Lenzie Youth Club has catered for youth football and other activities within the village since its foundation in 1980. LYC football teams have won three Scottish Youth FA Cup competitions - in 1987, 1997 and 2007. Former players include Scotland and Aston Villa midfielder Barry Bannan and Scotland and Blackpool defender Stephen Crainey.

Lenzie Rugby Club plays in the Scottish Regional West League Division One. The club is thought to have formed in 1897.

Established in 1889, Lenzie Golf Club is situated at the east end of the Gadloch and is often flooded by the loch.

Lenzie F.C. (formed in 1874) was a senior Scottish football club that participated in the early years of the Scottish Cup, with minor success until its last outing in the 1886–87 season, where they lost 13–0 at home to Vale of Leven.
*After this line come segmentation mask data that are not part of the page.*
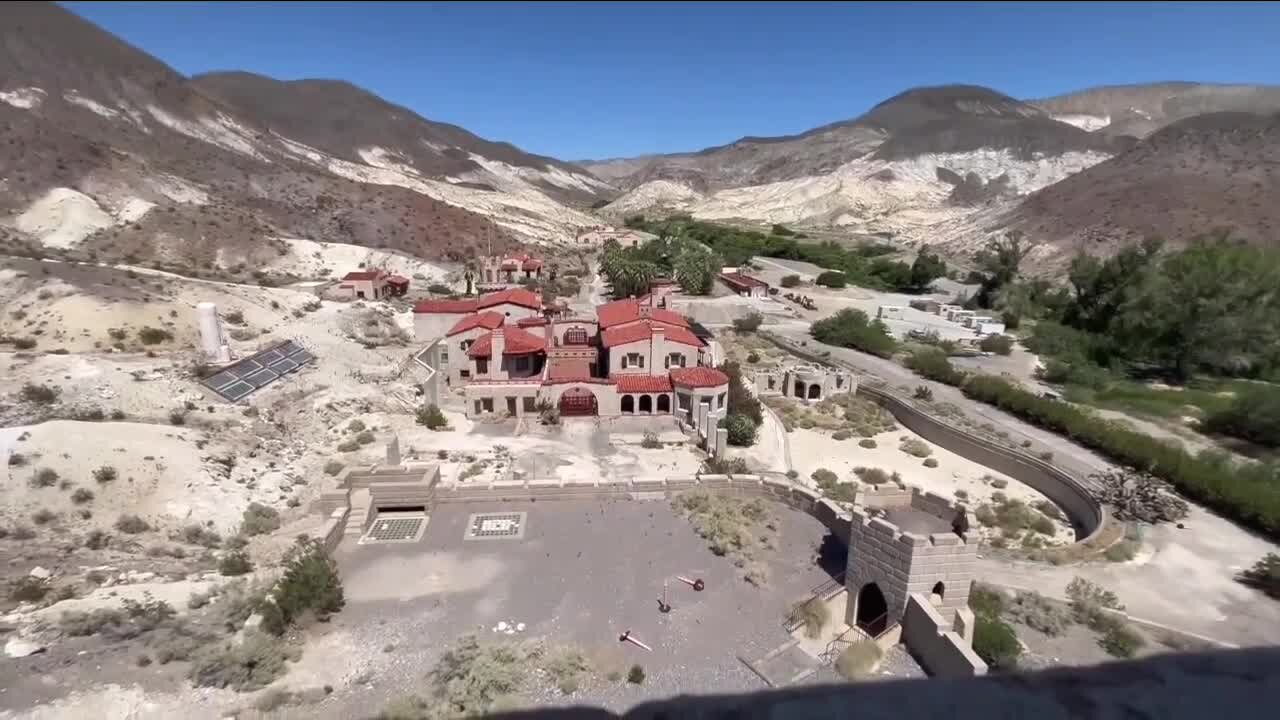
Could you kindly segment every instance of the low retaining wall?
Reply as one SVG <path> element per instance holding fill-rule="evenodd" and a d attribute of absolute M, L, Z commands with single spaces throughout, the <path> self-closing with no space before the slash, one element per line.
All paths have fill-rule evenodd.
<path fill-rule="evenodd" d="M 324 549 L 332 553 L 342 542 L 342 535 L 347 529 L 347 515 L 351 508 L 341 507 L 329 513 L 329 518 L 320 526 L 320 541 Z"/>
<path fill-rule="evenodd" d="M 772 333 L 762 334 L 778 347 L 799 357 L 824 365 L 849 368 L 835 358 L 820 357 Z M 857 392 L 875 400 L 904 427 L 929 442 L 966 460 L 1008 475 L 1052 500 L 1071 521 L 1077 543 L 1093 540 L 1106 525 L 1107 514 L 1102 503 L 1079 480 L 1061 468 L 950 425 L 885 390 L 859 382 Z"/>
<path fill-rule="evenodd" d="M 920 593 L 907 596 L 902 640 L 932 677 L 985 675 L 987 664 Z"/>
<path fill-rule="evenodd" d="M 499 481 L 488 485 L 437 485 L 436 504 L 548 500 L 654 500 L 701 488 L 717 495 L 759 497 L 806 513 L 846 545 L 851 515 L 817 492 L 759 475 L 700 475 L 655 480 L 532 484 Z"/>

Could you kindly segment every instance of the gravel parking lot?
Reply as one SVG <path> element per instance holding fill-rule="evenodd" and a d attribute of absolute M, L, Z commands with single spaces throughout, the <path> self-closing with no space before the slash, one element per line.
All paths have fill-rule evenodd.
<path fill-rule="evenodd" d="M 787 609 L 830 577 L 815 564 L 821 524 L 770 509 L 777 549 L 762 558 L 771 571 L 764 589 L 742 581 L 665 501 L 446 505 L 419 542 L 346 546 L 339 563 L 348 604 L 332 633 L 362 641 L 351 649 L 348 691 L 330 702 L 367 713 L 378 699 L 422 692 L 442 650 L 467 633 L 502 636 L 493 632 L 499 622 L 524 623 L 515 637 L 576 645 L 598 669 L 596 682 L 539 704 L 624 709 L 678 693 L 761 689 L 738 657 L 786 642 Z M 482 512 L 527 513 L 523 538 L 464 539 L 468 518 Z M 706 589 L 694 592 L 677 575 L 700 577 Z M 658 612 L 664 579 L 669 614 Z M 625 630 L 653 652 L 620 643 Z M 632 664 L 645 668 L 643 685 L 603 679 Z"/>

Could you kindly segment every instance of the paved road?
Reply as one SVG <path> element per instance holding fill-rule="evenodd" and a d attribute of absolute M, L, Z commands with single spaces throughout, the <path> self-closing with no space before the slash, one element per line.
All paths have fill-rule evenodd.
<path fill-rule="evenodd" d="M 949 385 L 920 378 L 895 362 L 819 343 L 809 337 L 807 321 L 768 329 L 815 350 L 829 351 L 833 358 L 890 386 L 925 385 L 933 390 L 935 402 L 953 403 L 973 421 L 991 423 L 1015 440 L 1029 438 L 1034 450 L 1052 450 L 1054 464 L 1077 477 L 1111 466 L 1066 438 L 970 400 Z M 1055 567 L 982 558 L 977 574 L 989 582 L 1056 597 L 1065 596 L 1073 578 L 1084 577 L 1113 590 L 1135 617 L 1236 645 L 1280 644 L 1280 603 L 1235 581 L 1240 570 L 1268 552 L 1280 552 L 1280 546 L 1194 504 L 1183 524 L 1182 530 L 1169 525 L 1145 527 L 1141 553 L 1126 563 Z"/>

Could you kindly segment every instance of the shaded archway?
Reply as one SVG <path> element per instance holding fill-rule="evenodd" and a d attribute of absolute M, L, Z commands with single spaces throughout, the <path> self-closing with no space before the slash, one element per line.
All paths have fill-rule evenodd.
<path fill-rule="evenodd" d="M 792 397 L 796 397 L 803 400 L 804 399 L 804 383 L 797 380 L 795 390 L 791 393 L 791 395 Z"/>
<path fill-rule="evenodd" d="M 622 396 L 622 412 L 623 414 L 631 414 L 636 411 L 636 399 L 630 395 Z"/>
<path fill-rule="evenodd" d="M 947 586 L 942 581 L 933 584 L 933 589 L 929 591 L 929 602 L 934 605 L 941 605 L 942 599 L 947 596 Z"/>
<path fill-rule="evenodd" d="M 595 415 L 600 411 L 595 393 L 582 387 L 570 388 L 560 396 L 560 414 L 573 417 L 575 415 Z"/>
<path fill-rule="evenodd" d="M 858 614 L 854 624 L 873 638 L 889 627 L 889 603 L 880 592 L 879 585 L 869 582 L 858 591 Z"/>
<path fill-rule="evenodd" d="M 653 396 L 651 395 L 640 396 L 640 412 L 649 413 L 649 414 L 653 413 Z"/>
<path fill-rule="evenodd" d="M 658 412 L 660 413 L 671 412 L 671 396 L 670 395 L 658 396 Z"/>
<path fill-rule="evenodd" d="M 822 395 L 822 386 L 814 383 L 809 386 L 809 399 L 817 400 Z"/>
In 1879, the club took part in a demonstration game at the Ulster Cricket Ground against a scratch team of local players in one of the earliest competitive football matches held in Northern Ireland.
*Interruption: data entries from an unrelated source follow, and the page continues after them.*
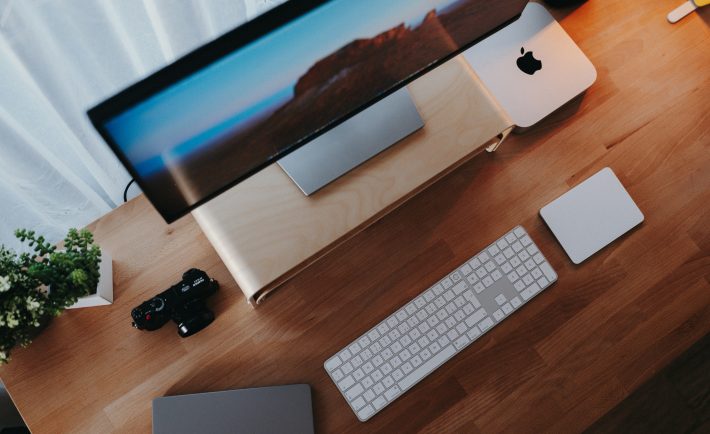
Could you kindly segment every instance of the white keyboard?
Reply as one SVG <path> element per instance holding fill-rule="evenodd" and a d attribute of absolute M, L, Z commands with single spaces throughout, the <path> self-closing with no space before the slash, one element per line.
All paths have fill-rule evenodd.
<path fill-rule="evenodd" d="M 328 359 L 365 422 L 557 280 L 518 226 Z"/>

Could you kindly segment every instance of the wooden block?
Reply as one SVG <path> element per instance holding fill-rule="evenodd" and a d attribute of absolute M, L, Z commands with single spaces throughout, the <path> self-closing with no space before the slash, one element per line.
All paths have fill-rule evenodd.
<path fill-rule="evenodd" d="M 461 57 L 409 86 L 425 127 L 306 197 L 274 164 L 193 211 L 250 302 L 512 126 Z"/>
The nearest hockey club is Stepps H.C. The club competes in the second tier or the Scottish national leagues (2009/10 season) and has had a successful history.

==People ==
- Margot Bennett (1912–1980), author
- Rona Dougall, Scotland Tonight presenter, broadcast journalist
- Andy Dunlop (b. 1972), musician and lead guitarist of indie band Travis
- W. B. Gallie (1912–1998) social theorist, political theorist, and philosopher.
- Kenneth McKellar (1927–2010), singer
- Moira Milton (1923–2012), amateur golfer
- Elizabeth Quigley, television journalist
- Scott Robertson (born 2001) Professional footballer for Notts County FC. Robertson has also played for local club, Celtic.

==In popular culture==

A fictionalised version of Lenzie is the setting for the BBC Radio 4 comedy programme Fags, Mags and Bags, which is set in and around a corner shop. The characters use the term "Lenzidens" to describe the inhabitants of Lenzie.